While U.N. Secretary-General Kofi Annan and Rwandan officials bicker over politics, they are not doing justice to the 500,000 Rwandan people who lie dead from the 1994 genocide. Since the genocide, hostility between Rwandan government officials and U.N. representatives continue to mount. The Rwandan government’s responsibility for the genocide was clear. It could have been more aggressive in combatting the Hutu-organized killings. What is unclear is how much the rest of the world was responsible for not stopping the deaths of primarily minority Tutsis. World governments knew about the mass killings, but turned a blind eye when Rwandan politicians asked for help. Even today, the United Nations has yet to publicly claim some responsibility for not stopping Rwandan genocide.
Officials in Kigali, Rwanda seem willing to cooperate with the United Nations in a genocide investigation. Sunday’s statement comes days after the Rwandan government wanted Annan to address the United Nation’s failure to intervene during the genocide. But when he visited the country last week, Annan surprised Rwandan officials when his apology on behalf of the world turned out to be weak. After Annan’s visit, U.N. representatives continued to get snubbed. Just last Friday, Rwandan officials expelled U.N. human rights spokesman Jose Luis Herrero from the country because he criticized the recent executions of 22 people convicted in the 1994 genocide.
But the backlash against the United Nations and human rights workers occurred long before the last few months. In February of 1997, five human rights investigators were killed, allegedly by Hutu rebels charged with the murders. The hostile reception toward human rights workers and the United Nations apparently angered Annan. He recently announced how the United Nations would only engage with countries who were willing to cooperate with U.N. missions.
In defense of Annan, the United Nations’ hands are tied by an uncooperative Rwandan government. Also, the continuous withdrawal of peace-keeping officials by other countries positioned in Rwanda has left Annan standing alone in the request for world intervention. Like anywhere else in the world, each country is held accountable for its own fate. But regardless of an irresponsible Rwandan government, the world as a whole failed to stop the genocide and should claim a larger responsibility.
If genocide is ignored in highly civilized and industrialized nations, then such a tragedy is certainly dismissed in Third World nations that offer few economic incentives to the world marketplace.
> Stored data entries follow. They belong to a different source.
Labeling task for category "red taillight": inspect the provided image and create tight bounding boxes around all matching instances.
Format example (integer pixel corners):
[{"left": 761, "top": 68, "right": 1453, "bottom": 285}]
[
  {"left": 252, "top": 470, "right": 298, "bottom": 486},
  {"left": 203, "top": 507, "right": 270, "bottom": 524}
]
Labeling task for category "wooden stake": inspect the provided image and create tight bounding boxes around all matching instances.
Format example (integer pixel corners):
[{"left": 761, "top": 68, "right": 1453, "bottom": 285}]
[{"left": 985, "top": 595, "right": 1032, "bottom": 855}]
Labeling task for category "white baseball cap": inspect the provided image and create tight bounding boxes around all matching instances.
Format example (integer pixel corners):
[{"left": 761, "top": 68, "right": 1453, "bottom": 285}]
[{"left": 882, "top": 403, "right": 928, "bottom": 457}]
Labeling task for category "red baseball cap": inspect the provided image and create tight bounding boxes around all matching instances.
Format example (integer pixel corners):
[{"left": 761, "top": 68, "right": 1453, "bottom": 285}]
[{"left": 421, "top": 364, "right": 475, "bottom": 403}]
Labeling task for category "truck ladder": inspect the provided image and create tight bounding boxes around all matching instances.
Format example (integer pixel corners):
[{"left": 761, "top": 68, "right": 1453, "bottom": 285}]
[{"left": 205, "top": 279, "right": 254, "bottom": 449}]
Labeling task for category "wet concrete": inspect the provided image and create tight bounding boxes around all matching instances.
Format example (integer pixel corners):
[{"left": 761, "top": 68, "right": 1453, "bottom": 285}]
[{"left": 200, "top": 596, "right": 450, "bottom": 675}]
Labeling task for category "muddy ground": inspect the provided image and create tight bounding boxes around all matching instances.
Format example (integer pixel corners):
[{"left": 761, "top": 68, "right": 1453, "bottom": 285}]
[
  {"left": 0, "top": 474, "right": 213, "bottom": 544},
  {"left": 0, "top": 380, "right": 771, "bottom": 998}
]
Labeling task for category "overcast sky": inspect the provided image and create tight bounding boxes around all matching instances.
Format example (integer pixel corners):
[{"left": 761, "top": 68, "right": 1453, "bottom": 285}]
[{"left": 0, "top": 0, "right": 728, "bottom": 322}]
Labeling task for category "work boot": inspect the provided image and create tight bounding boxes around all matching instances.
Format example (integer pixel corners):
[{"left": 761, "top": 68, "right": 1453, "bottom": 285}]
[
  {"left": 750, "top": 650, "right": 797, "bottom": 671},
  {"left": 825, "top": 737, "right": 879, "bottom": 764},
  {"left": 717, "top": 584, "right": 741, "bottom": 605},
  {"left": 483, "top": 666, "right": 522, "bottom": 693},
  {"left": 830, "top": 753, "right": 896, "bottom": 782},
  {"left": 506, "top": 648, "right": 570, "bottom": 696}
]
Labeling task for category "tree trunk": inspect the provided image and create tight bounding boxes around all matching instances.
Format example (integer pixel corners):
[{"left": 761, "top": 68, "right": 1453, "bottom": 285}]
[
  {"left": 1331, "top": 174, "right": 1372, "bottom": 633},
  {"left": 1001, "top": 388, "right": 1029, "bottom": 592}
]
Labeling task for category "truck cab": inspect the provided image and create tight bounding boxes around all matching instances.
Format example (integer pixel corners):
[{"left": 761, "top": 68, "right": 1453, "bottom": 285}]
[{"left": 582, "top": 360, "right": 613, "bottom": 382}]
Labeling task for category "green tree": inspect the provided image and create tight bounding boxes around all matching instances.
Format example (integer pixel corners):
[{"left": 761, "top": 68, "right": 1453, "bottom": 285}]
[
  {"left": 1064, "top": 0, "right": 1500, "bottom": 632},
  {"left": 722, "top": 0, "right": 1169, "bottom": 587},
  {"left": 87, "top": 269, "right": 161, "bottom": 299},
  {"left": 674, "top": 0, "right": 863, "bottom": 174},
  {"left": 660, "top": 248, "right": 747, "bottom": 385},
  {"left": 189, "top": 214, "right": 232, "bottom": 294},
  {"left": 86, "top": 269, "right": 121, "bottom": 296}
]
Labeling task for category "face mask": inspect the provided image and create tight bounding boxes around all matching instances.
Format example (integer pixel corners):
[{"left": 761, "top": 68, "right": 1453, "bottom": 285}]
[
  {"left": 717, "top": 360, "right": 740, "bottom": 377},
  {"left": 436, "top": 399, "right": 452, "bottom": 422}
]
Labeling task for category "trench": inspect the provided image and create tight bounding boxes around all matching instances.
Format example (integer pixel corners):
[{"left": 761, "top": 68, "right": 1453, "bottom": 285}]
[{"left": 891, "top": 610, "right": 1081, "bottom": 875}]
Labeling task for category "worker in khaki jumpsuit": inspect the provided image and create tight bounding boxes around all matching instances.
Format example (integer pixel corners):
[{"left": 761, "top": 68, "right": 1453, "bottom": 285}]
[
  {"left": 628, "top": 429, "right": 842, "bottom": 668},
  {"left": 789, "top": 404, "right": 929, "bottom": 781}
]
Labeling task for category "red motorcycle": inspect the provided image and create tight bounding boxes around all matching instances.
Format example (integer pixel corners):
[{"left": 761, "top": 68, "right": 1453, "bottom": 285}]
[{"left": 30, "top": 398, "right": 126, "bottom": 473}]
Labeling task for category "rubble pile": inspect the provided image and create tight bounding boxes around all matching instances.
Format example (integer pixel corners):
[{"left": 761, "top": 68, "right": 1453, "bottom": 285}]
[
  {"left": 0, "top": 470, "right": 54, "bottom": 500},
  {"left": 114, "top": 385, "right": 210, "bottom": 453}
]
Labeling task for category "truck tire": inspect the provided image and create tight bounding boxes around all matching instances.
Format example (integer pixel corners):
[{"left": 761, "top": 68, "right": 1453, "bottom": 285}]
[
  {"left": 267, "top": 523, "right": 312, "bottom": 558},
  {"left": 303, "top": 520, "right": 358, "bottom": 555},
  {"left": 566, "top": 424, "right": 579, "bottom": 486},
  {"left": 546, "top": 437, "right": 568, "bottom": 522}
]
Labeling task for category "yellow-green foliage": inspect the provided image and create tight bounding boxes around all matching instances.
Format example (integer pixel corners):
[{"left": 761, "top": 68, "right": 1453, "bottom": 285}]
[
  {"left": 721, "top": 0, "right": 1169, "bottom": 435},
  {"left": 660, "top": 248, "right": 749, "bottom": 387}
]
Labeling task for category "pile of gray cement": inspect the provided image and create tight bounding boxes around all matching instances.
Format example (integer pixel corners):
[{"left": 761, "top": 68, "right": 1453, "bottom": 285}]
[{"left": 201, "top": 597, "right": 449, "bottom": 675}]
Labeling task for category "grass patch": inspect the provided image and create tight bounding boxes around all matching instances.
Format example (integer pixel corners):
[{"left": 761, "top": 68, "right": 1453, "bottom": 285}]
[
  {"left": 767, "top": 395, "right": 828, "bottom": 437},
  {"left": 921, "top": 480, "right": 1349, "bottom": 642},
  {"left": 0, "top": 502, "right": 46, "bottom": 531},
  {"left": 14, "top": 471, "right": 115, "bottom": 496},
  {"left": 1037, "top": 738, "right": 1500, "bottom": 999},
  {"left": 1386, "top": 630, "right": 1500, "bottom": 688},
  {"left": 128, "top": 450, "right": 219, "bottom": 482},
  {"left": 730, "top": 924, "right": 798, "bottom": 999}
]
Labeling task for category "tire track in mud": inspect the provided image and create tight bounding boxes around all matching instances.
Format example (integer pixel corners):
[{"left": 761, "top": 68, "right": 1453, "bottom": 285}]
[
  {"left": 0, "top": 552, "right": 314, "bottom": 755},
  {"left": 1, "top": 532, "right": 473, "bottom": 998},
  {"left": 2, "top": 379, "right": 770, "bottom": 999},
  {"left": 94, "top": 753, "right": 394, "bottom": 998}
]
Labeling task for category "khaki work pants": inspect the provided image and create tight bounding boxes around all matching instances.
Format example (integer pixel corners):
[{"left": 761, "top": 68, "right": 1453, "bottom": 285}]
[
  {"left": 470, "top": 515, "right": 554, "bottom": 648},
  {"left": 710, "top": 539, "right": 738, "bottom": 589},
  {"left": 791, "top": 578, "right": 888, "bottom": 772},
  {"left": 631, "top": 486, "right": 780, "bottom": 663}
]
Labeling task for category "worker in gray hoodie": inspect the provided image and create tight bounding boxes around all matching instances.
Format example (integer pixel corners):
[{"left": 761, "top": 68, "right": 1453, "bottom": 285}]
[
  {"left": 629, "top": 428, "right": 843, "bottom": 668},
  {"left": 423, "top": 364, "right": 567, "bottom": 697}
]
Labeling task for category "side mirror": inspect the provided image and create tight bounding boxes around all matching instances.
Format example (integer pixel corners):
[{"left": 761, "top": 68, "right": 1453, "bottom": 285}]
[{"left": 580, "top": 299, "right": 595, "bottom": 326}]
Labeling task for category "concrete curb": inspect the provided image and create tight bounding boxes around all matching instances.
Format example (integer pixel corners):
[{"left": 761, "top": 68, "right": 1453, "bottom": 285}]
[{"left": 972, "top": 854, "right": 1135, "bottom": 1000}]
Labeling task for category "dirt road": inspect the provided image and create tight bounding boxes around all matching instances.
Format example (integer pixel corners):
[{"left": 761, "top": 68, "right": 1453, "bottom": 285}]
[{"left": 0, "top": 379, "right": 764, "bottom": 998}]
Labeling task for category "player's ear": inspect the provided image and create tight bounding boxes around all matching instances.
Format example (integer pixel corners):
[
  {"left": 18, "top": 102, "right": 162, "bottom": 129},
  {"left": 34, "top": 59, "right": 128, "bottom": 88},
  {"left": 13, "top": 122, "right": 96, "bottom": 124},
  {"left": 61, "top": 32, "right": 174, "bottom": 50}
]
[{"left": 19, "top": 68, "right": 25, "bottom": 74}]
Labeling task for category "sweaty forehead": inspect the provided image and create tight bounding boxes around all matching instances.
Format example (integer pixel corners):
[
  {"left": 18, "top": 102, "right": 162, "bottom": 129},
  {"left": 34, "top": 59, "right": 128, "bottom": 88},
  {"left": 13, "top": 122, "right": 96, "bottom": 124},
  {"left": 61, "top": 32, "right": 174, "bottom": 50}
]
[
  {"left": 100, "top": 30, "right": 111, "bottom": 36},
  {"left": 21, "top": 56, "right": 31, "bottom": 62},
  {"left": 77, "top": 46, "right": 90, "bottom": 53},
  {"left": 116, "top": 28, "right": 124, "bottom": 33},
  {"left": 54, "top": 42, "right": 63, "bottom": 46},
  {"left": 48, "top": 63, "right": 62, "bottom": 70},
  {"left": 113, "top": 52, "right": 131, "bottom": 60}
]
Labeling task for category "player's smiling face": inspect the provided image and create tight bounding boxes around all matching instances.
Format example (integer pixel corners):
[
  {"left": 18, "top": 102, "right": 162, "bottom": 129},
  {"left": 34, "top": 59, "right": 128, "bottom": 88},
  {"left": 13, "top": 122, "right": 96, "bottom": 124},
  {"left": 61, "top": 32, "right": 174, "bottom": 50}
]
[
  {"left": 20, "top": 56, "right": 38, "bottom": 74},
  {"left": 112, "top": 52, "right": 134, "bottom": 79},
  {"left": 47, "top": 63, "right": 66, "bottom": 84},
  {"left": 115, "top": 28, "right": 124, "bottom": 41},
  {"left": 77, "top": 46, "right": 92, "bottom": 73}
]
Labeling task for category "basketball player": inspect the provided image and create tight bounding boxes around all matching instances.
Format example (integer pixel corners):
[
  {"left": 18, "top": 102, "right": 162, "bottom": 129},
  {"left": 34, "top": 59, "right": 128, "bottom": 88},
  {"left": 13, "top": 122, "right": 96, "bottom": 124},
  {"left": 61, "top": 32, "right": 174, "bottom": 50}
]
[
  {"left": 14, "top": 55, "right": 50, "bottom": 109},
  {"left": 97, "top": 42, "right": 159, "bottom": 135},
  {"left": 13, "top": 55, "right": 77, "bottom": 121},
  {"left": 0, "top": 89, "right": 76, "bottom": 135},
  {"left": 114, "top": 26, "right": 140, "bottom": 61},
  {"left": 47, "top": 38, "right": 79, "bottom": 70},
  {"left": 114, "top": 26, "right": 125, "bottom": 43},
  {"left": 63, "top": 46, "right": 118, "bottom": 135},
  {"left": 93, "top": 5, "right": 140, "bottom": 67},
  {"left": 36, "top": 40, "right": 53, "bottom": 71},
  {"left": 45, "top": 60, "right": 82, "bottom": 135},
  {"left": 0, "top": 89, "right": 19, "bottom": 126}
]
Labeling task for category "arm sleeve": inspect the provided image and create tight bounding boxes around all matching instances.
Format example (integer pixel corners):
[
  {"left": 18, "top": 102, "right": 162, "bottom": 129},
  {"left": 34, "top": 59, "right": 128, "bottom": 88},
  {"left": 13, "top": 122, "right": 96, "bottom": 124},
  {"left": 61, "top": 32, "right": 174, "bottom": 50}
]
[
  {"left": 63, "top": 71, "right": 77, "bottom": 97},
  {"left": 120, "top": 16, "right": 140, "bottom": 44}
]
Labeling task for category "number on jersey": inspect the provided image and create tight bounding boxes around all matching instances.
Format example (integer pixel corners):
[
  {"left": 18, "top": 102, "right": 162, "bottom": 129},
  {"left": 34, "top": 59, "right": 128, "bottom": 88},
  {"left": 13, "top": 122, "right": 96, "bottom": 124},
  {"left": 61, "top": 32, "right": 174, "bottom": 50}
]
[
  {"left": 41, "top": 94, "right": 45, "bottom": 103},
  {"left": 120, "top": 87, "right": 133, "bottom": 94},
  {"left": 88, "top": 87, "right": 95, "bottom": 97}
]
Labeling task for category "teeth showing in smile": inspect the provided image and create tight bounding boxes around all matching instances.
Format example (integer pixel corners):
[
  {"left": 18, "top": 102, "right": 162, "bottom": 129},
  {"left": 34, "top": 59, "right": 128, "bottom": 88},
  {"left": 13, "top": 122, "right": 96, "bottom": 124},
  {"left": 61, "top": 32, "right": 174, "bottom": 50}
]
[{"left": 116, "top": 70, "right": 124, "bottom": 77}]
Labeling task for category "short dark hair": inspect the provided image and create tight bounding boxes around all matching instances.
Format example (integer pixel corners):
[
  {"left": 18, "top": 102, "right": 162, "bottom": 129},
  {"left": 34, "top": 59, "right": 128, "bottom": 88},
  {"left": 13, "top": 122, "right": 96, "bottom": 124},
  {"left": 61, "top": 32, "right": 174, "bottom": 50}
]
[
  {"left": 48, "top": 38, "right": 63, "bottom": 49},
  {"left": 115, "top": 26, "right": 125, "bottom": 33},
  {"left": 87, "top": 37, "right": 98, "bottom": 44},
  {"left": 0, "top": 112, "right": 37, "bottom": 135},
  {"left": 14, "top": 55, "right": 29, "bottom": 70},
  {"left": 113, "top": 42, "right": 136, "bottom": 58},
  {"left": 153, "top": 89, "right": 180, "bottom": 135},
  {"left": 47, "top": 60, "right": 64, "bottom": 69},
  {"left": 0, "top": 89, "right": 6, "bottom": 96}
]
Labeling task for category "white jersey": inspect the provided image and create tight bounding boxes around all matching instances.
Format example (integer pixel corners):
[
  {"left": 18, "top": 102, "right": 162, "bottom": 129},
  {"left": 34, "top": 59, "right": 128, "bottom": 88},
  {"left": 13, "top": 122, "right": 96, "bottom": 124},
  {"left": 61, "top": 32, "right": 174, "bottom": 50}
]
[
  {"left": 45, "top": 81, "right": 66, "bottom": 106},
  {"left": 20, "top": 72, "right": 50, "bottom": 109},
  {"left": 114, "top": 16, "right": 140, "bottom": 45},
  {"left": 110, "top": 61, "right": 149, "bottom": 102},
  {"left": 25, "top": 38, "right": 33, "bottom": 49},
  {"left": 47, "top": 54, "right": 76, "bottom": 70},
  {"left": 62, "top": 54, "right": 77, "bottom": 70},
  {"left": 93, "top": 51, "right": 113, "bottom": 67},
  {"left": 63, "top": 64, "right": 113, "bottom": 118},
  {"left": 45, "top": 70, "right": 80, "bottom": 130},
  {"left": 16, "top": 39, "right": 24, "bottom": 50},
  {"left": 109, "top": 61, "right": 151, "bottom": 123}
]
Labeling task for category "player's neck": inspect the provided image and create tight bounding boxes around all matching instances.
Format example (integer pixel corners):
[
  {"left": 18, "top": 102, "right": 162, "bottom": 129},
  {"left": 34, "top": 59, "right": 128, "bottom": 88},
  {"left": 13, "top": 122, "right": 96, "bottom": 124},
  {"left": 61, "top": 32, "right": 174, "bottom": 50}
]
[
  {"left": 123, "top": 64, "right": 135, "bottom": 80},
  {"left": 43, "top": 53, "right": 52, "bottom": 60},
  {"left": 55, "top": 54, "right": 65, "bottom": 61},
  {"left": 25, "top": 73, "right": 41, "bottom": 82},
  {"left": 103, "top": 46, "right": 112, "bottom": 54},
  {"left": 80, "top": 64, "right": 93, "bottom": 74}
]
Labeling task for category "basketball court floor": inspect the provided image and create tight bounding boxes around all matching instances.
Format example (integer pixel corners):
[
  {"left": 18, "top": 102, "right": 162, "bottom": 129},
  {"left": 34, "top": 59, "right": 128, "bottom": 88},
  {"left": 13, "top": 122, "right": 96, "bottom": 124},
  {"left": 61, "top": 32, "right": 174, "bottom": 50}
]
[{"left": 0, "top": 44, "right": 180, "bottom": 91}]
The genocide in Rwanda demonstrates a complete failure of foreign policy and world ethics. Countries in crisis, like Bosnia and the Asian economic collapse, might have good enough excuses for failure to intervene in other plights around the world. But countries like America, with its balanced budget and thriving economy, have no excuse. Passing off human rights violations in the name of accountability is one thing, but to allow the deaths of a half a million people ought to make the world feel ashamed.